The Two Core OTP Standards
When you set up an authenticator app or implement OTP in an application, you're almost certainly dealing with one of two standards: TOTP (Time-based One-Time Password) or HOTP (HMAC-based One-Time Password). Both are built on the same cryptographic foundation — HMAC-SHA1 — but they differ in how they introduce uniqueness into each code.
How HOTP Works
HOTP is defined in RFC 4226 and was the original OTP standard. It generates a code by combining:
- A shared secret key known to both the client and server
- A counter value that increments with each authentication attempt
Both the authenticator and the server keep track of this counter independently. When you press "generate" on an HOTP device, the counter increments and a new code is produced. The server validates the code by checking the expected counter window.
Key characteristic: HOTP codes do not expire based on time — they remain valid until used or until too many unused codes have been skipped (look-ahead window).
How TOTP Works
TOTP is defined in RFC 6238 and extends HOTP by replacing the counter with a time-derived value. Specifically, it uses:
- The same shared secret key
- The current Unix timestamp divided into fixed time steps (commonly 30 seconds)
Because both sides use synchronized clocks, no counter needs to be tracked. The server simply computes the expected code for the current time window and compares it to what the user submitted — usually accepting one step before and after to accommodate minor clock drift.

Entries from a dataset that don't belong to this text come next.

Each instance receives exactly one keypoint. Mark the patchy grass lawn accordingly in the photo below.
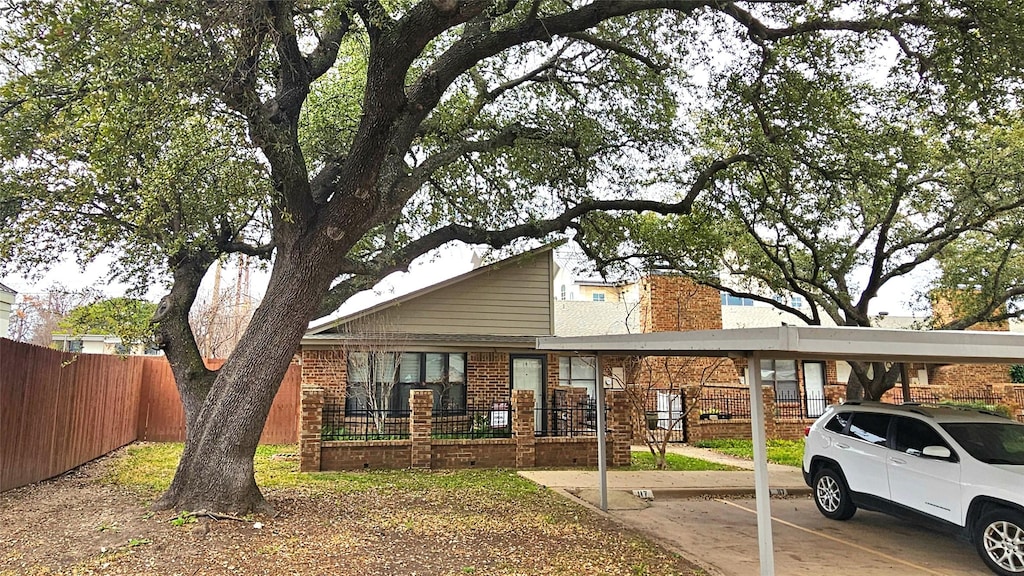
(643, 460)
(93, 521)
(787, 452)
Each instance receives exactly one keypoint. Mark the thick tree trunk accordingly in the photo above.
(216, 468)
(861, 386)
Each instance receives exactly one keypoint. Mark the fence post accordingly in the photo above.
(692, 408)
(523, 428)
(421, 406)
(771, 411)
(310, 426)
(621, 427)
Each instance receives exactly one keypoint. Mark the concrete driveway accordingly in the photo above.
(722, 535)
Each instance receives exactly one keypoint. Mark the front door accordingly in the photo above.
(527, 374)
(814, 386)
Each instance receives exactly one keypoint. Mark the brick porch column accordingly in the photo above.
(523, 428)
(768, 394)
(692, 407)
(310, 425)
(620, 427)
(421, 404)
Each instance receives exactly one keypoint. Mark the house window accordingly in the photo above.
(730, 300)
(579, 371)
(782, 375)
(382, 381)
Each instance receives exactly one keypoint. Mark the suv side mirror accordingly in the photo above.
(936, 452)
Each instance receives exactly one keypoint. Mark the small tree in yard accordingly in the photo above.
(343, 138)
(374, 358)
(669, 379)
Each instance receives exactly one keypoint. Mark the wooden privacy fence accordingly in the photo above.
(58, 410)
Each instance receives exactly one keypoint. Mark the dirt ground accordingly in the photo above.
(80, 524)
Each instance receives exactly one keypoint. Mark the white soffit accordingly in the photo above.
(813, 342)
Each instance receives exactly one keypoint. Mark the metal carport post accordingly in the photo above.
(792, 342)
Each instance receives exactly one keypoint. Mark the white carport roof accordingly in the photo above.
(813, 342)
(950, 346)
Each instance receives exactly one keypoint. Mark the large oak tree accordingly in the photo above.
(341, 139)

Key characteristic: TOTP codes expire automatically, typically every 30 seconds.
Side-by-Side Comparison
| Aspect | HOTP | TOTP |
|---|---|---|
| RFC Standard | RFC 4226 | RFC 6238 |
| Uniqueness factor | Counter | Time (Unix timestamp) |
| Code expiry | No automatic expiry | Every 30–60 seconds |
| Clock sync required | No | Yes (minor drift tolerated) |
| State to maintain | Counter value | None (just the secret) |
| Replay attack risk | Higher if not used promptly | Lower (short validity window) |
| Common use cases | Hardware tokens, offline devices | Authenticator apps, most 2FA |
Security Considerations
HOTP Security
Because HOTP codes don't expire by time, a code intercepted but not immediately used is still valid until the counter advances past it. This extends the window of vulnerability. Implementations should enforce a strict look-ahead window (e.g., 5–10 codes) to limit this exposure and invalidate used codes immediately.
TOTP Security
TOTP's automatic expiry significantly shrinks the attack window. Even if an attacker captures a TOTP code, they have at most 30 seconds to use it. This makes TOTP the preferred choice for most consumer-facing 2FA implementations today. The main risk is phishing — a user can be tricked into entering a valid TOTP code on a fake site in real time.
When to Use HOTP
- Hardware security tokens that may not always be connected or online
- Scenarios where clock synchronization is impractical or unreliable
- Batch code generation for one-time use vouchers or scratch codes
When to Use TOTP
- Mobile authenticator apps (Google Authenticator, Authy, Microsoft Authenticator)
- Any consumer-facing 2FA where users have smartphones
- Most modern web applications and APIs requiring step-up authentication
Summary
For the vast majority of modern use cases, TOTP is the better choice due to its short-lived codes and simpler server-side state management. HOTP remains relevant for specialized hardware devices or offline environments. Understanding which standard your system uses helps you configure it correctly and troubleshoot sync issues when they arise.